Despite some missed tosses against Iowa State, he showed his ability to make something out of nothing.
“Nate is able to get us in and out of plays and deal with some looks that were a little bit different, handle some pressure looks, make some adjustments,” Ferentz said. “The last pass to [wide receiver Nico] Ragaini, we missed the throw, but actually, that was not the called play. You can see in the very last seconds, Stanley gives him an adjustment on the route. Saw something in the coverage, and it was there. We just didn’t make the play.”
Injuries have been the name of the game for Iowa’s defense in the first three weeks, and the bye week comes at the perfect time to get some of those big players back before Big Ten season gets into full swing.
Defensive backs Kaevon Merriweather and Julius Brents are both working toward coming back to bring more depth to that position.
“I know this week right here is a good week even to rest our starters and get some other looks at some other guys and bring them along,” Parker said.
The injuries cause a lack of depth, but as a collective group, the defense has things pointed out that it can work on this week and then in specific preparation for Middle Tennessee State come Friday.
“Obviously, the tackling I think should be better,” Parker said. “The communication that we’ve got to have. There’s a couple plays out there that we left out there that if we would have made the right call, something could have been different.
“In an atmosphere like that, you miss some things, but we have to be better communicators.

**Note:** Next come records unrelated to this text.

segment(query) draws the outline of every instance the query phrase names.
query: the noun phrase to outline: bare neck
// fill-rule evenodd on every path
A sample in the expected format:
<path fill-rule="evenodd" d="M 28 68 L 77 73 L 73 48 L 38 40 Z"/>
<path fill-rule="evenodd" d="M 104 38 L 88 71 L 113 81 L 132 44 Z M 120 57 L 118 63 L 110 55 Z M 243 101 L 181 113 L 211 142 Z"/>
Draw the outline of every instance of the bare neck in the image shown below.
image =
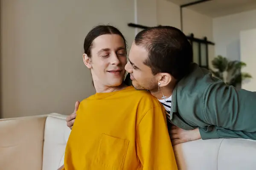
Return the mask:
<path fill-rule="evenodd" d="M 150 91 L 150 92 L 152 95 L 159 100 L 164 99 L 164 97 L 165 99 L 167 99 L 172 95 L 172 92 L 175 85 L 176 83 L 163 87 L 162 88 L 160 88 L 159 91 L 158 91 L 158 88 L 157 87 L 157 89 Z"/>
<path fill-rule="evenodd" d="M 122 83 L 118 86 L 107 86 L 104 85 L 99 85 L 94 82 L 94 88 L 96 90 L 96 93 L 110 93 L 116 91 L 119 91 L 126 88 L 128 86 L 124 83 Z"/>

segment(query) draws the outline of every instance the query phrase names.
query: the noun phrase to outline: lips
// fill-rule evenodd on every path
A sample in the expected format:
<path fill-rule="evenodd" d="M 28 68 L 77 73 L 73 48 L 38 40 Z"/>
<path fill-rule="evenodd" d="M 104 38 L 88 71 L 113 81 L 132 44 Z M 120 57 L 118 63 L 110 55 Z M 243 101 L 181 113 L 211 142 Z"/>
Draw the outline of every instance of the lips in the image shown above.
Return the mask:
<path fill-rule="evenodd" d="M 107 71 L 109 73 L 111 73 L 113 75 L 118 76 L 120 75 L 120 73 L 122 72 L 122 70 L 120 69 L 112 70 Z"/>

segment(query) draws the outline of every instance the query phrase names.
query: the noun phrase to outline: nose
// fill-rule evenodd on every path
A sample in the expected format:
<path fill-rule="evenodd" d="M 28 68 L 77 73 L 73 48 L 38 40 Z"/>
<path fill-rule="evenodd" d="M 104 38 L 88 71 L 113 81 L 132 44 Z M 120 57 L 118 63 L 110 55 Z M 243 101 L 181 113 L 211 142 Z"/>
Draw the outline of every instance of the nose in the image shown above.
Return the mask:
<path fill-rule="evenodd" d="M 111 55 L 111 63 L 112 65 L 119 65 L 121 63 L 119 58 L 115 53 Z"/>
<path fill-rule="evenodd" d="M 132 68 L 131 67 L 131 65 L 129 61 L 127 62 L 127 63 L 125 65 L 125 69 L 129 73 L 132 73 Z"/>

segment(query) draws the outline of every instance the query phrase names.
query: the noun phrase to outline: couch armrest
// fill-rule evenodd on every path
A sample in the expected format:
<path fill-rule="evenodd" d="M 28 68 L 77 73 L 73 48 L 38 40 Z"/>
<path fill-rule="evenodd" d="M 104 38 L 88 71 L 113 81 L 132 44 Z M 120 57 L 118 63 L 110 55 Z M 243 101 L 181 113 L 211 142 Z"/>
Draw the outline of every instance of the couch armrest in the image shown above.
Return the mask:
<path fill-rule="evenodd" d="M 0 119 L 1 169 L 42 169 L 47 117 L 41 115 Z"/>

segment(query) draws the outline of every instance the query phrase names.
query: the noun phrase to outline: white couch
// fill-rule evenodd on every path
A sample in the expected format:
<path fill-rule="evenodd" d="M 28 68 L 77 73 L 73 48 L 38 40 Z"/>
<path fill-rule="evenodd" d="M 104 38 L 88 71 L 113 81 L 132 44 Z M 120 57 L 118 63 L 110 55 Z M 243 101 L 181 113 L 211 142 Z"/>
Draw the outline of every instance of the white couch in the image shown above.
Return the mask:
<path fill-rule="evenodd" d="M 56 170 L 70 130 L 57 113 L 0 119 L 0 170 Z M 256 142 L 198 140 L 174 147 L 179 169 L 256 169 Z"/>

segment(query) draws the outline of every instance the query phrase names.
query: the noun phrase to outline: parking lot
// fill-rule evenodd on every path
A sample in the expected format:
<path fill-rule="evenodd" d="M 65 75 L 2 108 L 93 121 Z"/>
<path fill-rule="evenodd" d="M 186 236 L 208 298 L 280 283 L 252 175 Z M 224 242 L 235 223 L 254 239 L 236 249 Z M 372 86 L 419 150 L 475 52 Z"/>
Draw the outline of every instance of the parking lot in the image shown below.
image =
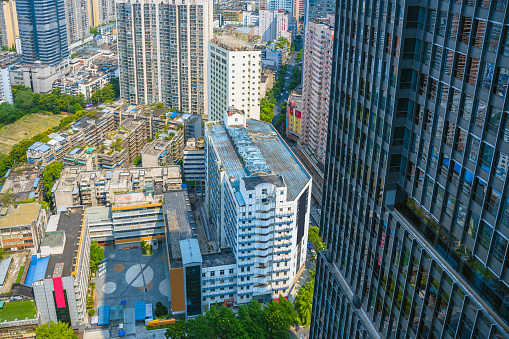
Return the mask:
<path fill-rule="evenodd" d="M 134 307 L 136 301 L 168 304 L 169 273 L 163 245 L 154 249 L 153 254 L 144 256 L 141 249 L 121 250 L 106 246 L 106 273 L 95 278 L 96 309 L 101 305 L 117 306 L 122 300 L 126 307 Z"/>

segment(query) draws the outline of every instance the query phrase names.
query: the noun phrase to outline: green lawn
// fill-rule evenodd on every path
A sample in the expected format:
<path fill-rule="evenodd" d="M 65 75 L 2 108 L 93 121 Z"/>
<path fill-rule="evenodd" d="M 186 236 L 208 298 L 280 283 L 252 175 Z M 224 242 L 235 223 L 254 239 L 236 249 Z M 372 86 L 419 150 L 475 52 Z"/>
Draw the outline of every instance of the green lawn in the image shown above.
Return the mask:
<path fill-rule="evenodd" d="M 19 268 L 18 277 L 16 278 L 16 284 L 19 284 L 21 281 L 21 276 L 23 275 L 23 270 L 25 269 L 25 265 Z"/>
<path fill-rule="evenodd" d="M 0 322 L 33 319 L 36 314 L 33 300 L 12 301 L 5 303 L 4 308 L 0 310 Z"/>

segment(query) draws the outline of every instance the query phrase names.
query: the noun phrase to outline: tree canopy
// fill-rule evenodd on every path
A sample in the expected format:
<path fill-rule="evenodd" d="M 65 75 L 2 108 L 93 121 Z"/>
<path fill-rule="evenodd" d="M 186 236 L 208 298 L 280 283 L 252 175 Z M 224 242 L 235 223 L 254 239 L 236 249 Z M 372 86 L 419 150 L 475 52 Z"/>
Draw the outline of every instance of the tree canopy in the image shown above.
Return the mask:
<path fill-rule="evenodd" d="M 47 322 L 35 329 L 37 338 L 42 339 L 78 339 L 78 336 L 74 334 L 72 328 L 68 324 L 63 322 Z"/>
<path fill-rule="evenodd" d="M 205 315 L 179 321 L 165 333 L 166 338 L 283 339 L 296 321 L 292 304 L 279 297 L 268 306 L 252 300 L 241 305 L 238 314 L 226 306 L 211 305 Z"/>
<path fill-rule="evenodd" d="M 104 248 L 99 246 L 97 241 L 92 241 L 90 244 L 90 269 L 92 272 L 97 272 L 99 263 L 104 259 Z"/>

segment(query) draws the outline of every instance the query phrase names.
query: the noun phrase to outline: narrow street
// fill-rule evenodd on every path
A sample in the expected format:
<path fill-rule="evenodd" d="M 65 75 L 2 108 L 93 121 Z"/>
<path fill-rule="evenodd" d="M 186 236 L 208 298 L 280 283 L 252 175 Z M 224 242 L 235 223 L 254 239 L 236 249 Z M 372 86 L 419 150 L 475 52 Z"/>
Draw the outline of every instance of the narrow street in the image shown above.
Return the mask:
<path fill-rule="evenodd" d="M 300 44 L 297 46 L 297 49 L 300 48 Z M 292 53 L 292 56 L 290 57 L 290 60 L 288 61 L 288 70 L 285 75 L 285 88 L 281 95 L 277 98 L 276 106 L 274 107 L 274 119 L 272 119 L 272 124 L 276 125 L 277 119 L 279 119 L 279 116 L 281 115 L 281 104 L 283 102 L 286 102 L 288 100 L 289 93 L 289 85 L 290 80 L 292 78 L 292 71 L 293 67 L 297 66 L 299 64 L 299 61 L 297 60 L 297 53 L 298 51 L 295 51 Z"/>

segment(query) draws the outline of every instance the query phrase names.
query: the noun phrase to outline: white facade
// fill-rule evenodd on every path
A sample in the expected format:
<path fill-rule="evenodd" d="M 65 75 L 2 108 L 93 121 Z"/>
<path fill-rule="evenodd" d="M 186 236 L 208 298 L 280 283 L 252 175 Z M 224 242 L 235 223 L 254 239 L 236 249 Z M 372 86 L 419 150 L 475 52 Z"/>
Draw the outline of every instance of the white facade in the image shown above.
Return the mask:
<path fill-rule="evenodd" d="M 260 10 L 258 34 L 262 41 L 275 41 L 280 37 L 289 39 L 289 15 L 284 10 Z"/>
<path fill-rule="evenodd" d="M 238 43 L 240 48 L 233 47 Z M 260 119 L 260 51 L 246 42 L 218 36 L 209 43 L 209 120 L 221 121 L 230 106 Z"/>
<path fill-rule="evenodd" d="M 205 206 L 237 265 L 237 304 L 286 296 L 304 265 L 311 178 L 272 125 L 209 122 Z"/>
<path fill-rule="evenodd" d="M 117 0 L 120 94 L 203 115 L 212 0 Z"/>
<path fill-rule="evenodd" d="M 13 103 L 11 78 L 9 76 L 9 68 L 0 68 L 0 102 L 7 101 Z"/>

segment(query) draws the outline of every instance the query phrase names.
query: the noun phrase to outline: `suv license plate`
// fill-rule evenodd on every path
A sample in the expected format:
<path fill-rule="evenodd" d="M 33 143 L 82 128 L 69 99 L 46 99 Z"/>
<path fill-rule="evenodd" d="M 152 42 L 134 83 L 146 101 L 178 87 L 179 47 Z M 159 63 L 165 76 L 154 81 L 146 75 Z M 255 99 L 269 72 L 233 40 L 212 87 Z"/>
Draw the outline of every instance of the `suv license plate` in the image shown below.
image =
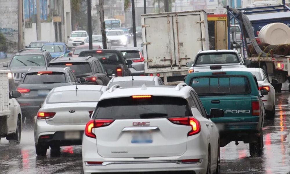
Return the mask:
<path fill-rule="evenodd" d="M 141 132 L 134 133 L 132 136 L 132 143 L 152 143 L 152 135 L 148 133 Z"/>
<path fill-rule="evenodd" d="M 81 134 L 79 131 L 66 132 L 64 133 L 64 139 L 80 139 Z"/>

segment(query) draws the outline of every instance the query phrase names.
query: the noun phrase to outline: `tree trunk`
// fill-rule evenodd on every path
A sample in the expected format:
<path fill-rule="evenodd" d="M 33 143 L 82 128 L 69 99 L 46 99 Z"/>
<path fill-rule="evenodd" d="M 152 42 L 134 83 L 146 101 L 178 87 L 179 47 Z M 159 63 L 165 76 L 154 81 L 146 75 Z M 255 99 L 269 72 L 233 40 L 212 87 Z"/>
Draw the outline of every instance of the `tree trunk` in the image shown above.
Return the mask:
<path fill-rule="evenodd" d="M 102 33 L 102 39 L 103 41 L 103 49 L 106 49 L 107 37 L 106 36 L 106 26 L 105 25 L 105 18 L 104 17 L 104 0 L 99 0 L 99 14 L 101 20 L 101 30 Z"/>

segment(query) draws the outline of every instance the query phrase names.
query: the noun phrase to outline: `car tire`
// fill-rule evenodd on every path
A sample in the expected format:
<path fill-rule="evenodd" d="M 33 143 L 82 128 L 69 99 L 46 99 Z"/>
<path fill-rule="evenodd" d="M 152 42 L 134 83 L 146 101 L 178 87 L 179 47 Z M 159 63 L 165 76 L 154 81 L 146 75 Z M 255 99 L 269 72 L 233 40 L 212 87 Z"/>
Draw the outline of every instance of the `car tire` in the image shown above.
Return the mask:
<path fill-rule="evenodd" d="M 16 132 L 13 135 L 11 139 L 9 140 L 9 144 L 16 145 L 20 144 L 21 139 L 21 123 L 19 119 L 17 120 Z"/>
<path fill-rule="evenodd" d="M 206 169 L 206 174 L 211 174 L 211 149 L 209 148 L 209 152 L 207 154 L 207 167 Z"/>
<path fill-rule="evenodd" d="M 38 156 L 45 156 L 46 155 L 47 148 L 41 144 L 37 144 L 35 146 L 35 151 Z"/>
<path fill-rule="evenodd" d="M 263 154 L 264 143 L 263 138 L 263 131 L 260 131 L 260 136 L 257 137 L 257 142 L 250 143 L 250 155 L 252 157 L 260 157 Z"/>
<path fill-rule="evenodd" d="M 59 146 L 51 146 L 50 156 L 52 157 L 60 156 L 60 147 Z"/>

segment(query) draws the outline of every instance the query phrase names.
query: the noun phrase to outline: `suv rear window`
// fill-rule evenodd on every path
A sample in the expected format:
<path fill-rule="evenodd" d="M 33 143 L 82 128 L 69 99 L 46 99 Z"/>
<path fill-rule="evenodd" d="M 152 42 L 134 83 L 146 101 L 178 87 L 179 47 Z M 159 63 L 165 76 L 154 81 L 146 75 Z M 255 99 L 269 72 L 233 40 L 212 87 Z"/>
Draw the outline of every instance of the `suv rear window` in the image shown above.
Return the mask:
<path fill-rule="evenodd" d="M 44 57 L 41 55 L 15 56 L 10 62 L 10 66 L 45 66 Z"/>
<path fill-rule="evenodd" d="M 62 62 L 50 64 L 48 67 L 65 67 L 68 66 L 76 75 L 92 72 L 92 68 L 88 62 Z"/>
<path fill-rule="evenodd" d="M 194 78 L 191 86 L 199 95 L 248 93 L 251 88 L 245 77 Z"/>
<path fill-rule="evenodd" d="M 103 64 L 123 64 L 122 60 L 118 55 L 114 52 L 83 52 L 80 57 L 86 57 L 91 56 L 98 58 Z"/>
<path fill-rule="evenodd" d="M 36 72 L 27 73 L 23 84 L 50 84 L 66 83 L 64 73 L 61 72 Z"/>
<path fill-rule="evenodd" d="M 129 97 L 104 100 L 98 103 L 95 113 L 94 118 L 119 119 L 192 115 L 186 99 L 157 96 L 142 99 Z"/>
<path fill-rule="evenodd" d="M 219 64 L 238 64 L 240 62 L 234 53 L 220 52 L 200 55 L 196 58 L 196 65 Z"/>

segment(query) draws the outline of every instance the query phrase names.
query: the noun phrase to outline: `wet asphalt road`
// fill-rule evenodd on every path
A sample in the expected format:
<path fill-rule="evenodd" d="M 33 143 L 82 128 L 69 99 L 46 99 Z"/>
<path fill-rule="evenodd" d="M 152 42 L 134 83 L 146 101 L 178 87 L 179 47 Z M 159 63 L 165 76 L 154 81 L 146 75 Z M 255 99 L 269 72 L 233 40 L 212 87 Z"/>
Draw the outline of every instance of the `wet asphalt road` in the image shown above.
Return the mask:
<path fill-rule="evenodd" d="M 264 130 L 264 155 L 250 156 L 249 144 L 242 142 L 237 146 L 232 142 L 221 148 L 222 173 L 286 174 L 290 172 L 290 94 L 282 92 L 276 95 L 274 120 L 266 120 Z M 61 156 L 37 157 L 34 144 L 33 128 L 26 128 L 22 134 L 20 145 L 10 146 L 1 139 L 0 173 L 34 174 L 83 173 L 81 146 L 61 148 Z"/>

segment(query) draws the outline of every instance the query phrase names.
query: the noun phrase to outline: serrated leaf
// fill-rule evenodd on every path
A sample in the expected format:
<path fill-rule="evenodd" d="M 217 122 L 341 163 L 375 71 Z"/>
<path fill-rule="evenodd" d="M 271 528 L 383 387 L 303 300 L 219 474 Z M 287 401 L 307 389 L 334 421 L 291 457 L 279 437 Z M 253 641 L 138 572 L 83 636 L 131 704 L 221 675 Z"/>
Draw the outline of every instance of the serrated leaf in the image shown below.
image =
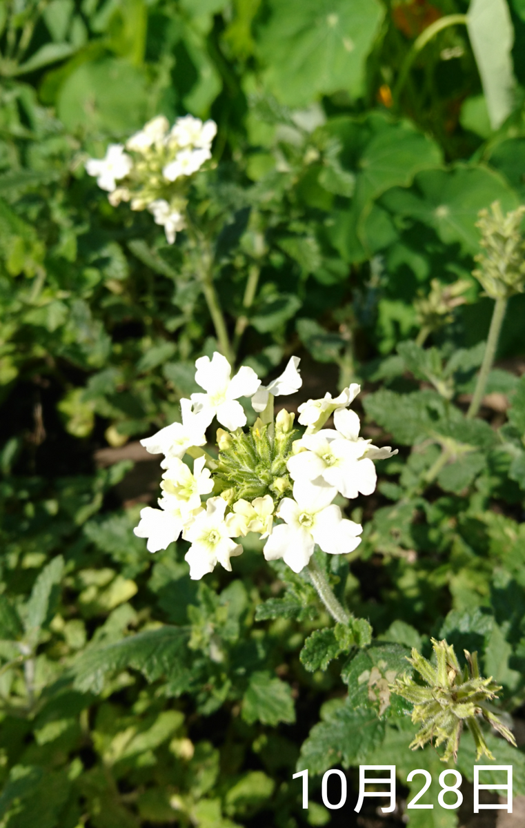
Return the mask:
<path fill-rule="evenodd" d="M 512 407 L 508 412 L 508 421 L 525 436 L 525 374 L 520 378 L 516 392 L 512 397 Z"/>
<path fill-rule="evenodd" d="M 348 684 L 349 703 L 354 707 L 372 708 L 383 716 L 391 705 L 388 685 L 397 676 L 412 673 L 407 661 L 409 655 L 408 647 L 389 643 L 374 643 L 358 652 L 341 672 L 341 678 Z M 397 696 L 394 700 L 397 705 Z M 388 710 L 389 715 L 393 712 Z"/>
<path fill-rule="evenodd" d="M 139 670 L 148 681 L 162 675 L 185 675 L 187 641 L 187 629 L 165 626 L 87 650 L 74 667 L 75 686 L 83 692 L 99 693 L 106 673 L 128 667 Z"/>
<path fill-rule="evenodd" d="M 63 571 L 64 558 L 59 555 L 47 564 L 35 581 L 26 604 L 24 619 L 26 633 L 33 642 L 36 640 L 40 628 L 52 618 Z"/>
<path fill-rule="evenodd" d="M 348 701 L 328 702 L 301 749 L 297 770 L 324 773 L 335 765 L 349 768 L 366 760 L 384 738 L 384 721 L 373 710 L 354 710 Z"/>
<path fill-rule="evenodd" d="M 430 436 L 446 412 L 444 401 L 433 391 L 397 394 L 383 388 L 365 397 L 363 405 L 369 417 L 404 445 Z"/>
<path fill-rule="evenodd" d="M 9 599 L 0 595 L 0 638 L 14 640 L 22 634 L 22 628 L 20 616 Z"/>
<path fill-rule="evenodd" d="M 248 724 L 260 721 L 272 727 L 296 720 L 291 688 L 267 671 L 252 673 L 243 699 L 242 716 Z"/>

That’s everybody, including myself.”
Arguably Iowa’s best on-field group through the first three games, special teams have helped Iowa win games through muffed punt recoveries and kicking.
Kicker Keith Duncan and punter Michael Sleep-Dalton have been two of Iowa’s standout stars on any side of the ball.
Duncan is 8-for-8 this season after making all four of his attempts — one in each quarter — against Iowa State. He is seeing consistent playing time for the first time in his career since 2016.
“I think Keith has done a good job,” Woods said. “I wouldn’t necessarily call it a re-emergence. Maybe re-emergence to the public, but I think he’s been working really hard behind the scenes.”
Sleep-Dalton has been key in setting up field position for the Hawkeye defense after transferring in from Arizona State. Punting in the Midwest is certainly different, but a new environment to work on his skills is part of the reason he chose Iowa, and it’s paying off.
“I think the Rutgers game is the one where we started off backed up, his first real punt, he hit the ball across the 50-yard line, and we go down and cover for no return, I think it’s minus-two return,” Woods said. “It’s a huge play for a team like us that prides itself on winning field position.”
Woods wants his group to focus on punt and kick returns as well as cutting down on its penalties.